A modular framework for data engineering, validation, and analytics workflows.
Project description
Data Manager
Data Manager is a modular Python framework for data engineering, validation, and analytics workflows. It provides a unified, job-based architecture on top of interchangeable storage backends, enabling structured and reproducible processing of tabular datasets.
Table of Contents
- Features
- Installation
- Architecture Overview
- Quick Start
- Storage Backends
- Jobs
- Example Pipeline
- Running Tests
- Roadmap
- Contributing
- License
Features
- Pluggable storage backends — swap between CSV, JSON, and in-memory storage with a consistent interface
- Job-based execution model — cleanly separates engineering, validation, and analytics concerns
- Data engineering utilities — remove duplicates, handle missing values
- Data validation — schema validation, data type checks, and nullability checks
- Data analytics & profiling — summary statistics, column-level analysis, missing value reports, and full dataset profiling
- Fully tested — comprehensive test suite using
pytestwith coverage reporting
Installation
Install from PyPI:
pip install data-manager-framework
Requirements: Python ≥ 3.12, pandas, numpy
Architecture Overview
Data Manager is built around two core concepts:
-
Storage Backends — responsible for reading, holding, and writing data. All backends expose a consistent interface (
read,write,data), so jobs are fully decoupled from the underlying file format. -
Jobs — stateless workers that accept a storage object and operate on its data. The three built-in job classes are
DataEngineer,DataValidation, andDataAnalytics.

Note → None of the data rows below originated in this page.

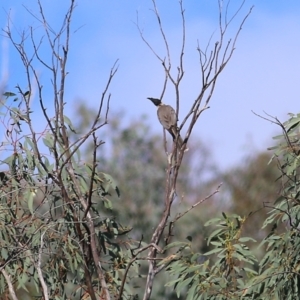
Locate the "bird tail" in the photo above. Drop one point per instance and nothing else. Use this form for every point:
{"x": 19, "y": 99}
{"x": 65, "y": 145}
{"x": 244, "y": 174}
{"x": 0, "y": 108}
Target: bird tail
{"x": 174, "y": 132}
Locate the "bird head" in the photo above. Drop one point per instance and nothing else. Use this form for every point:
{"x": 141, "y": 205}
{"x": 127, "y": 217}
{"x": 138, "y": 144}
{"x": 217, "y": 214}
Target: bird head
{"x": 155, "y": 101}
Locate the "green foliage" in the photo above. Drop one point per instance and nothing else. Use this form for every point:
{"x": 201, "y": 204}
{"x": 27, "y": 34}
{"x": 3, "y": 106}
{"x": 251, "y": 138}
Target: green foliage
{"x": 44, "y": 232}
{"x": 222, "y": 272}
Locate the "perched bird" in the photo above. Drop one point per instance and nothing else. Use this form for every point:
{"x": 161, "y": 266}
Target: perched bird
{"x": 167, "y": 117}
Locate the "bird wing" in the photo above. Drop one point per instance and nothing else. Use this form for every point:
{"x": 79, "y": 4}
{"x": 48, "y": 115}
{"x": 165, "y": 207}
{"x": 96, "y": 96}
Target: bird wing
{"x": 167, "y": 116}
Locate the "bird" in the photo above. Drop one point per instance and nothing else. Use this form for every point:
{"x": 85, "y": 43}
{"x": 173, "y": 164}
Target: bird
{"x": 168, "y": 119}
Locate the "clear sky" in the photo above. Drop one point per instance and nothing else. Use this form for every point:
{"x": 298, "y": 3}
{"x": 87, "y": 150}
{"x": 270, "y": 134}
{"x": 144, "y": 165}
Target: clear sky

┌─────────────────────────────────────────────────────┐
│ Your Application │
└──────────────────────────┬──────────────────────────┘
│
┌────────────▼────────────┐
│ Storage Backend │
│ CSVStorage │
│ JSONStorage │
│ InMemoryStorage │
└────────────┬────────────┘
│
┌─────────────────┼─────────────────┐
│ │ │
┌────────▼───────┐ ┌───────▼──────┐ ┌───────▼────────┐
│ DataEngineer │ │DataValidation│ │ DataAnalytics │
│ - duplicates │ │ - schema │ │ - summary │
│ - null values │ │ - types │ │ - profiling │
└────────────────┘ │ - nulls │ │ - statistics │
└──────────────┘ └────────────────┘
Quick Start
from data_manager.storage.csv_backend import CSVStorage
from data_manager.jobs.data_analytics import DataAnalytics
# Load data
storage = CSVStorage()
storage.load("data.csv")
# Run analytics
analytics = DataAnalytics(storage)
print(analytics.summary())
Storage Backends
All storage backends share the same interface. You can swap one for another without changing any of your job code.
CSVStorage
Reads and writes CSV files using pandas.
from data_manager.storage.csv_backend import CSVStorage
storage = CSVStorage()
storage.load("data.csv")
# Access the underlying DataFrame
print(storage.data.head())
# Write back to disk
storage.write("output.csv")
JSONStorage
Reads and writes JSON files.
from data_manager.storage.json_backend import JSONStorage
storage = JSONStorage()
storage.load("data.json")
storage.write("output.json")
InMemoryStorage
Holds data in memory — useful for testing or for passing a pre-built pandas DataFrame directly into the job pipeline.
import pandas as pd
from data_manager.storage.In_memory_backend import InMemoryStorage
df = pd.DataFrame({"name": ["Alice", "Bob"], "age": [30, 25]})
storage = InMemoryStorage()
storage.data = df
Jobs
Jobs accept a storage object in their constructor and operate on storage.data. They do not read or write files themselves — that is the storage layer's responsibility.
DataEngineer
Handles data cleaning and preprocessing tasks.
from data_manager.storage.csv_backend import CSVStorage
from data_manager.jobs.data_engineer import DataEngineer
storage = CSVStorage()
storage.load("raw_data.csv")
engineer = DataEngineer(storage)
# Remove duplicate rows
engineer.removeDuplicates()
# Drop rows with any null values
engineer.removeNull()
# Persist the cleaned dataset
storage.write("cleaned_data.csv")
| Method | Description |
|---|---|
removeDuplicates() |
Drops all fully duplicate rows from the dataset |
removeNull() |
Drops all rows containing one or more null values |
DataValidation
Validates the structure and content of a dataset against expected rules.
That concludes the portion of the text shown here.